[solved] Advise On Reading Lots Of Records From A File

DBoosalis

I hope someone here can offer a trick or a few words of wisdon on how best to optimize reading lines from a file. I have been using QIODevice::readLine(), but for a file with line numbers approaching 230K it seems kind of slow. Does readLine() do any caching? Should I try to do my own caching with a QIODevice:;readAll(). With a readAll how do I then parse the big QByteArray to get sub QByteArrays terminated on eol. Perhaps I should I drop down and use Posix calls for reading large files? One more thing concerning Qt:

In looking at the 5.x documentation there is a virtual method:
QIODevice::readLineData(char * data, qint64 maxSize)

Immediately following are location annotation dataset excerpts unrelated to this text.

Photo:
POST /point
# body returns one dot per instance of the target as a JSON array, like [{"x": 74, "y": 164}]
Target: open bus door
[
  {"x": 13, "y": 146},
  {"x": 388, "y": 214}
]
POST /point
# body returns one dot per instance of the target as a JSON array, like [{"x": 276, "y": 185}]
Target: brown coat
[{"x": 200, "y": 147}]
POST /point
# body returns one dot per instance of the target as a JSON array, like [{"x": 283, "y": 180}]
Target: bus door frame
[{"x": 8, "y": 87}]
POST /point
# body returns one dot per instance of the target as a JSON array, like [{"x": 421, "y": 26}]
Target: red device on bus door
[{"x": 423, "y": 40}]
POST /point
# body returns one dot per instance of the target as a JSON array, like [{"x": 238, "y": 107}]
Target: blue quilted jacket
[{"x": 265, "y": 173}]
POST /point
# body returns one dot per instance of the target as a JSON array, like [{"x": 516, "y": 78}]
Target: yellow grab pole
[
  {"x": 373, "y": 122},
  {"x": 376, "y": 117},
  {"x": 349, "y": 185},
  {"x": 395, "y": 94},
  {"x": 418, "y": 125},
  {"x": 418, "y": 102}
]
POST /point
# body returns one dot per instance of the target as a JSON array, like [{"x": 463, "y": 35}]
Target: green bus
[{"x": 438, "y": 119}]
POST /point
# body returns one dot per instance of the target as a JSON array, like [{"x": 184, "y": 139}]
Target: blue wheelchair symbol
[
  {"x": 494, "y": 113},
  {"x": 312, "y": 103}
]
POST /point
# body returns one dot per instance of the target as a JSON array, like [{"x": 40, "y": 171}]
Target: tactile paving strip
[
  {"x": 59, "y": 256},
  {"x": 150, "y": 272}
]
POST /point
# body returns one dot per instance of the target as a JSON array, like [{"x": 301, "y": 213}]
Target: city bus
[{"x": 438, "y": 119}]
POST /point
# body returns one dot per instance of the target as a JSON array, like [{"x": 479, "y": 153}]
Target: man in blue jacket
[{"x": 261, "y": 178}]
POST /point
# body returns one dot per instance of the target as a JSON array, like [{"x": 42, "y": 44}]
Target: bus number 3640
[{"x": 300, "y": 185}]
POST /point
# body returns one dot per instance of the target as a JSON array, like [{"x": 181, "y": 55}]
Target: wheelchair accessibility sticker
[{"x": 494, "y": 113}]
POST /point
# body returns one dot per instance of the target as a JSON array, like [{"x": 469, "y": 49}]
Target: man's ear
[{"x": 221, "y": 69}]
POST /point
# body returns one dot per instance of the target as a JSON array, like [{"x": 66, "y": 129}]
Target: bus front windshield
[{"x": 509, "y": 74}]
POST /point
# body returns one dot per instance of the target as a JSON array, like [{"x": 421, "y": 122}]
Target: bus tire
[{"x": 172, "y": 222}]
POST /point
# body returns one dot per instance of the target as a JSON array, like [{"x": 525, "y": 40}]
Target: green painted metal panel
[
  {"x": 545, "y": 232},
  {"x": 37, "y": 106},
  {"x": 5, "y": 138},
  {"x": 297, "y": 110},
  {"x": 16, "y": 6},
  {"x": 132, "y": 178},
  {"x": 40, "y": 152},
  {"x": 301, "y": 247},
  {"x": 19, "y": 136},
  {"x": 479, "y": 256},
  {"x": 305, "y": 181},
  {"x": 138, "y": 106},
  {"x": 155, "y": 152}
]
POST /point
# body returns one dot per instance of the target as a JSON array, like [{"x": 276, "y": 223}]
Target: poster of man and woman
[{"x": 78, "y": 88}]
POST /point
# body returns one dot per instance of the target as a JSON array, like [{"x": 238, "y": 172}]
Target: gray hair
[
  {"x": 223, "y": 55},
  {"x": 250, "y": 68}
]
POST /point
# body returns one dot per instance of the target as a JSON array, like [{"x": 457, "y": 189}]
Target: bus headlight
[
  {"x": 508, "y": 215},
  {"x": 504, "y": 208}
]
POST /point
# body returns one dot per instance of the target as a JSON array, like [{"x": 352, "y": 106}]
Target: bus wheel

This is in fact called by QIODevice::readLine, and the documentation has the following:

"Buffered devices can improve the performance of readLine() by reimplementing this function"

I guess my question is how can I reimplement this function to optimize for reading one line at a time. Thanks in advance for any help or suggestions. (Example code is always welcomed !)

sierdzio

"seems kind of slow" is quite a broad term ;-) Are you using the code from the snippet in "QFile docs":http://qt-project.org/doc/qt-5/QFile.html?

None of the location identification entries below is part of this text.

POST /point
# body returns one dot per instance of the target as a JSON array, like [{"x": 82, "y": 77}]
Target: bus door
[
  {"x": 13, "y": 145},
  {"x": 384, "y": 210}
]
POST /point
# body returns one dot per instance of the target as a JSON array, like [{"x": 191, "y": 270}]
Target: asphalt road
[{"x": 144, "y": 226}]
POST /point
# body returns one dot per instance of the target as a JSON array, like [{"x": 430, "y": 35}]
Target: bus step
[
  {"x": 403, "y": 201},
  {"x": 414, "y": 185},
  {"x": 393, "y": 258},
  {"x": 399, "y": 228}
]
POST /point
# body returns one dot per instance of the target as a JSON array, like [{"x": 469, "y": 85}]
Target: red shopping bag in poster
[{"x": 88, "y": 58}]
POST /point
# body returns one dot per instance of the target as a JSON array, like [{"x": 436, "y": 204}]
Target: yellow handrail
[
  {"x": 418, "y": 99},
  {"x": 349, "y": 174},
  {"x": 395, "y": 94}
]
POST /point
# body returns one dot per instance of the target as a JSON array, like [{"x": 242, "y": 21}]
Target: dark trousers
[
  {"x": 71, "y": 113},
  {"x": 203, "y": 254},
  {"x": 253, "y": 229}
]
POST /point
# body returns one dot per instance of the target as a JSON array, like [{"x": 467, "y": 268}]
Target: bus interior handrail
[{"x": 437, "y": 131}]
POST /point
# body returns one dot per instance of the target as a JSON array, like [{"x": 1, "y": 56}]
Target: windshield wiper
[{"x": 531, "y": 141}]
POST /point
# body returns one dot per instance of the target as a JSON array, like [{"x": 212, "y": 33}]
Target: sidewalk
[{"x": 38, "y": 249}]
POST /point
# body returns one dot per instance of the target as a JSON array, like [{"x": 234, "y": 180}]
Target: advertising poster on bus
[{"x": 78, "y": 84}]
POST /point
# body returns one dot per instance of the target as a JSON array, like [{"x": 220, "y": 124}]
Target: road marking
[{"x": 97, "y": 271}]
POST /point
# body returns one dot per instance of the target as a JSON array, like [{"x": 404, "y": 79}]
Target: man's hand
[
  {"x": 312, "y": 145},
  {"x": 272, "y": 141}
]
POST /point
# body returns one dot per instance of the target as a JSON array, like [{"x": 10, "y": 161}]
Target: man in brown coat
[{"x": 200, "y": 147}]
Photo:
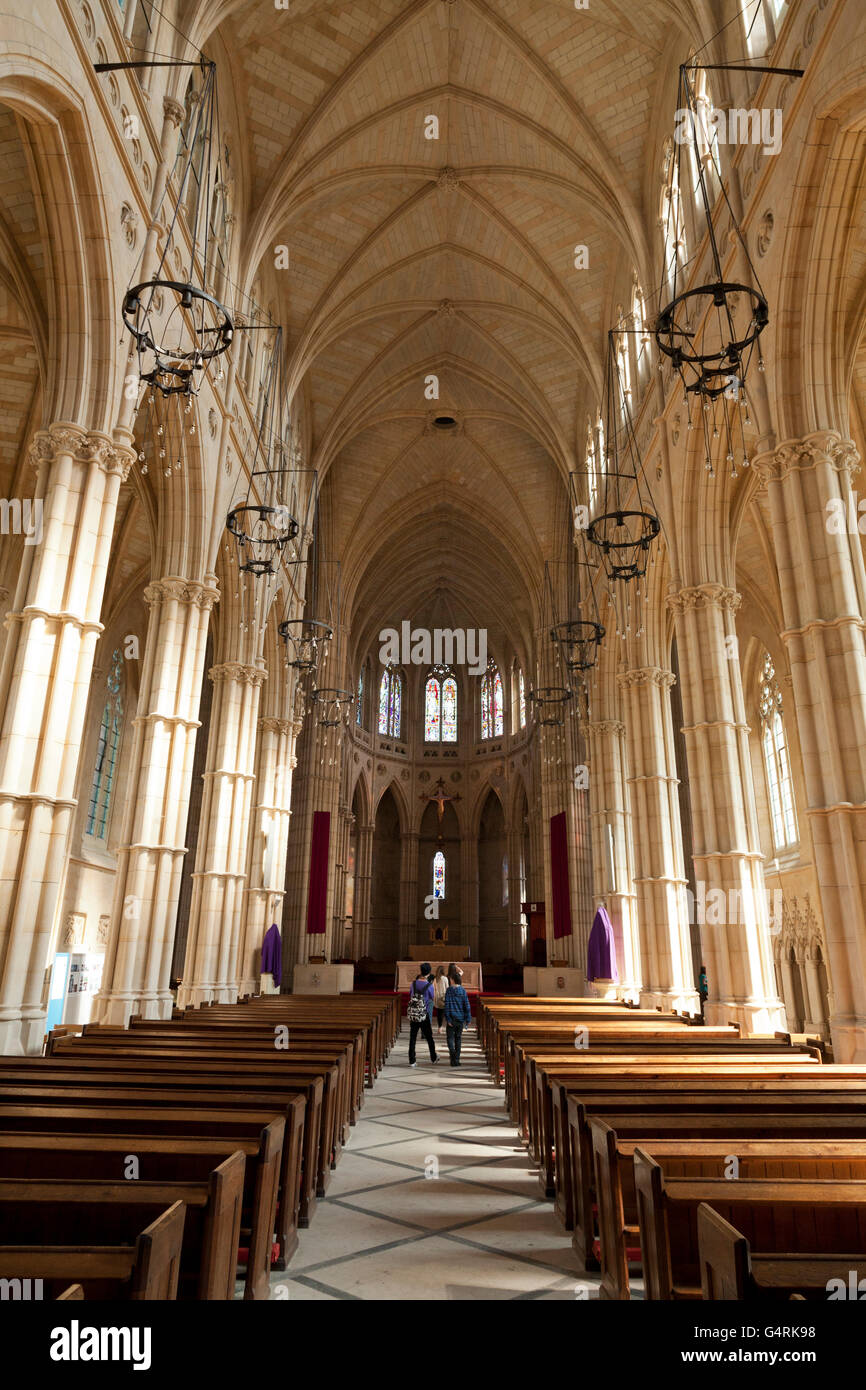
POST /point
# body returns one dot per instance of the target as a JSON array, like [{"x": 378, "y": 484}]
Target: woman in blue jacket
[{"x": 458, "y": 1014}]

You can do readAll() and then split the result using "\n" as the delimiter (if you have set the QFile::Text flag first), although I am not sure you will gain anything by doing so.

DBoosalis

Slow being like 25 seconds to load. Yes I read it in a loop till EOF and process each line. The readAll should be faster as it reads the whole file in one or two big chunks. Then I can parse in memory which has got to be very fast. My question is that once I have the QByteArray from a readAll(), how do I parse it with the "\n" deliminator as you suggested. Do I create a QStringList ?

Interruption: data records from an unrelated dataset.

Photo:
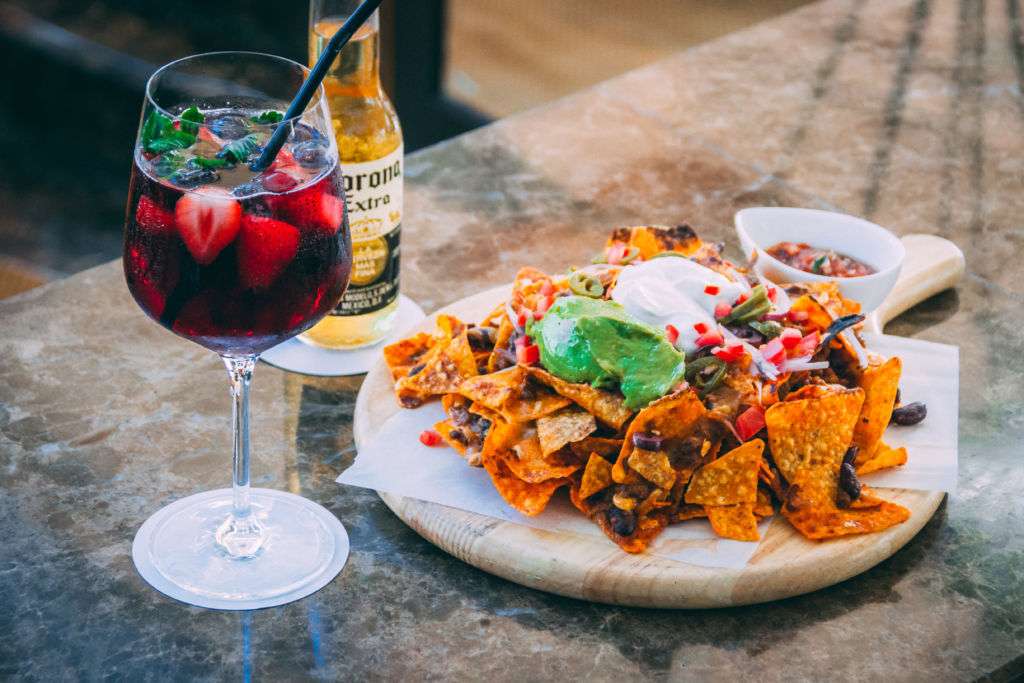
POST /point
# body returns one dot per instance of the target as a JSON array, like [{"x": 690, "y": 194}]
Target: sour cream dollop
[{"x": 677, "y": 292}]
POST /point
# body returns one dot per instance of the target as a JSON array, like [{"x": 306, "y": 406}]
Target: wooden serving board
[{"x": 594, "y": 568}]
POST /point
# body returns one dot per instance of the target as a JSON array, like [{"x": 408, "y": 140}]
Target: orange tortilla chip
[
  {"x": 652, "y": 466},
  {"x": 818, "y": 523},
  {"x": 730, "y": 479},
  {"x": 518, "y": 444},
  {"x": 733, "y": 521},
  {"x": 446, "y": 365},
  {"x": 604, "y": 406},
  {"x": 502, "y": 337},
  {"x": 566, "y": 426},
  {"x": 651, "y": 240},
  {"x": 406, "y": 354},
  {"x": 596, "y": 477},
  {"x": 884, "y": 458},
  {"x": 813, "y": 434},
  {"x": 880, "y": 382},
  {"x": 672, "y": 417},
  {"x": 529, "y": 499}
]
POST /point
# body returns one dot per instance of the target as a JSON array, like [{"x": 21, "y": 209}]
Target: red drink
[{"x": 230, "y": 259}]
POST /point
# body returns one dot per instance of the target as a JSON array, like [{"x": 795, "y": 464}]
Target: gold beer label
[{"x": 374, "y": 194}]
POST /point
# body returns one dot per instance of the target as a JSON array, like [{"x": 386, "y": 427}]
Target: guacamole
[{"x": 597, "y": 342}]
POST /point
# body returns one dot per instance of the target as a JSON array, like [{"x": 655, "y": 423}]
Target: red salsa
[{"x": 819, "y": 261}]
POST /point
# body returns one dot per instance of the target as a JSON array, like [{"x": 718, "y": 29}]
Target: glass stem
[{"x": 241, "y": 535}]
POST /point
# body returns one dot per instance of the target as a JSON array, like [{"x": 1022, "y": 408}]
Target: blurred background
[{"x": 75, "y": 73}]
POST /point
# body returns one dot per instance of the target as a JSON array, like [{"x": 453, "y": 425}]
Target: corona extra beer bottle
[{"x": 370, "y": 147}]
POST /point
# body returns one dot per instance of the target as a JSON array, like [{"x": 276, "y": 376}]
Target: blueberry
[
  {"x": 310, "y": 154},
  {"x": 193, "y": 177},
  {"x": 302, "y": 132},
  {"x": 229, "y": 126}
]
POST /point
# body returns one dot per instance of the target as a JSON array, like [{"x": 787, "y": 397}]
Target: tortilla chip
[
  {"x": 606, "y": 447},
  {"x": 884, "y": 458},
  {"x": 527, "y": 498},
  {"x": 686, "y": 512},
  {"x": 505, "y": 331},
  {"x": 406, "y": 354},
  {"x": 729, "y": 480},
  {"x": 651, "y": 240},
  {"x": 566, "y": 426},
  {"x": 509, "y": 393},
  {"x": 652, "y": 466},
  {"x": 763, "y": 507},
  {"x": 672, "y": 417},
  {"x": 445, "y": 366},
  {"x": 733, "y": 521},
  {"x": 880, "y": 382},
  {"x": 819, "y": 524},
  {"x": 596, "y": 477},
  {"x": 606, "y": 407},
  {"x": 814, "y": 433}
]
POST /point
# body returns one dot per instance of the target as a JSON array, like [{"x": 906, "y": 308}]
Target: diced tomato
[
  {"x": 615, "y": 253},
  {"x": 729, "y": 353},
  {"x": 527, "y": 354},
  {"x": 750, "y": 422},
  {"x": 713, "y": 338},
  {"x": 798, "y": 315},
  {"x": 773, "y": 351},
  {"x": 429, "y": 437},
  {"x": 791, "y": 337},
  {"x": 807, "y": 345}
]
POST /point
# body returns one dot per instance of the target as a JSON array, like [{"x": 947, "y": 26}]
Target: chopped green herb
[
  {"x": 767, "y": 329},
  {"x": 238, "y": 151},
  {"x": 190, "y": 119},
  {"x": 270, "y": 116}
]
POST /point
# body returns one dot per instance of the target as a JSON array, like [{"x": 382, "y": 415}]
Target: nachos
[{"x": 660, "y": 384}]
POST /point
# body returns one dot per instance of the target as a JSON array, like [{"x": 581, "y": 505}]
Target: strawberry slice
[
  {"x": 266, "y": 247},
  {"x": 208, "y": 220},
  {"x": 151, "y": 217},
  {"x": 312, "y": 208}
]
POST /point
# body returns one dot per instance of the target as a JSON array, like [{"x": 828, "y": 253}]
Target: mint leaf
[
  {"x": 190, "y": 119},
  {"x": 270, "y": 116},
  {"x": 203, "y": 162},
  {"x": 238, "y": 151},
  {"x": 155, "y": 127},
  {"x": 768, "y": 329},
  {"x": 170, "y": 142}
]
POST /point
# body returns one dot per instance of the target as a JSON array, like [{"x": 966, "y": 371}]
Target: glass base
[{"x": 177, "y": 551}]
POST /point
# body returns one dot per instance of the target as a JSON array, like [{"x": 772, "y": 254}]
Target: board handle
[{"x": 931, "y": 265}]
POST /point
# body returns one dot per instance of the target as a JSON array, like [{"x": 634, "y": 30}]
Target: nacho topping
[{"x": 629, "y": 407}]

Thanks for taking the time to reply

-david

sierdzio

Ah, so I suspect your line processing is eating that time. But I might be wrong, of course.

Here:
@
QByteArray allData;
// ...
QStringList lines(QString(allData).split("\n"));

foreach (const QString &line, lines) {
// process each line
}
@

Should work. It might be that QByteArray also has split() method, I am not sure.

DBoosalis

[SOLVED] Thanks for your suggestions. I tried both ways: readAll() with line parses on the big byte array read in, and reading one line at a time. There was almost no difference (readAll() was actually a few hundred milliseconds slower on average for 100k records).

For my file, which loaded in 208,000 records, it took 119 seconds. Clearly the time is in the processing for which I will see if there is a way to speed up.

sierdzio

Right, happy coding! :-)